Used as: Division One - Level Two:

Value 500

Submission Rate 147 / 581 (25.30%)

Success Rate 119 / 147 (80.95%)

High Score ainu7 for 443.76 points (10 mins 23 secs)

Average Score 270.84 (for 119 correct submissions)

First, note that the problem statement contains the following information: For any set of 6 distinct integers, there are exactly 30 ways how to place them on a dice. Thus it is enough to count the sets of integers that satisfy the requirement, and at the end multiply the result by 30.

Second, the condition "the average must not exceed M" can be rephrased as "the sum must not exceed 6M". In this way, we got rid of any non-integer operations. From this point on, all the numbers in this solution will be integers.

We now want to count the number of sets {x₁, ..., x₆} such that:
0 < x₁ < ... < x₆
x₁ + ... + x₆ ≤ 6M

The dynamic programming solution that will be presented below can directly be applied at this point. However, I prefer to simplify the problem first.

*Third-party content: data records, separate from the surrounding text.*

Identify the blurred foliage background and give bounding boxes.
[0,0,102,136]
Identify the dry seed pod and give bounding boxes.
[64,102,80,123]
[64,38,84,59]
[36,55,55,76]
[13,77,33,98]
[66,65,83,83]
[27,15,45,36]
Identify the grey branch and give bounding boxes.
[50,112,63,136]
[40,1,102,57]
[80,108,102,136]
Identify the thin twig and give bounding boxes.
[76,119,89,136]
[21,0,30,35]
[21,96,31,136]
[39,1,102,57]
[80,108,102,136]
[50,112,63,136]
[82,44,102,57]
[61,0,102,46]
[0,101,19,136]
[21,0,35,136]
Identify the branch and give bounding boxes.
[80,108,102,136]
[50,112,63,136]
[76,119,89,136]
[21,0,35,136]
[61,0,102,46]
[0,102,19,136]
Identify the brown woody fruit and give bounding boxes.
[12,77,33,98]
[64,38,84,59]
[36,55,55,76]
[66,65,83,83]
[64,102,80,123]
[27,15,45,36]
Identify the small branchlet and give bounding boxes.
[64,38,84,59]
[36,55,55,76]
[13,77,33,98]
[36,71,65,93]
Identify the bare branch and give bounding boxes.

By substituting y_i=x_i-i we get an equivalent problem: Count the number of sequences (y₁, ..., y₆) such that:
0 ≤ y₁ ≤ ... ≤ y₆
y₁ + ... + y₆ ≤ 6M-21

At this point it is obvious that for M≤3 there are no solutions. Now, we can get rid of the condition y_i≤y_i+1 as well.

Let:
z₁=y₆-y₅,
z₂=y₅-y₄,
...
z₅=y₂-y₁,
z₆=y₁

In ASCII graphics, this substitution can be visualised as shown below. Note that sum(y_i) = sum(i × z_i).

y1: +---------+
y2: +------------+
y3: +------------------+
y4: +----------------------+
y5: +----------------------------+
y6: +---------------------------------+

    +---------+--+-----+---+-----+----+
        z6     z5   z4   z3   z2   z1

We get another equivalent problem: Count the number of sequences (z₁, ..., z₆) such that:
0 ≤ z₁, ..., z₆
z₁ + 2z₂ + ... + 6z₆ ≤ 6M-21

At this point, there is no obvious way how to simplify the formula even further. (However, in many similar tasks there might be one, which is why we present this approach.)

We can now count the number of valid sequences as follows. There are two types of valid sequences: Those where z₆>0 and those where z₆=0. In the first case, we can subtract 1 from z₆, and get the same problem with the right side of the inequality smaller by 6. In the second case, we get a similar problem with only 5 variables.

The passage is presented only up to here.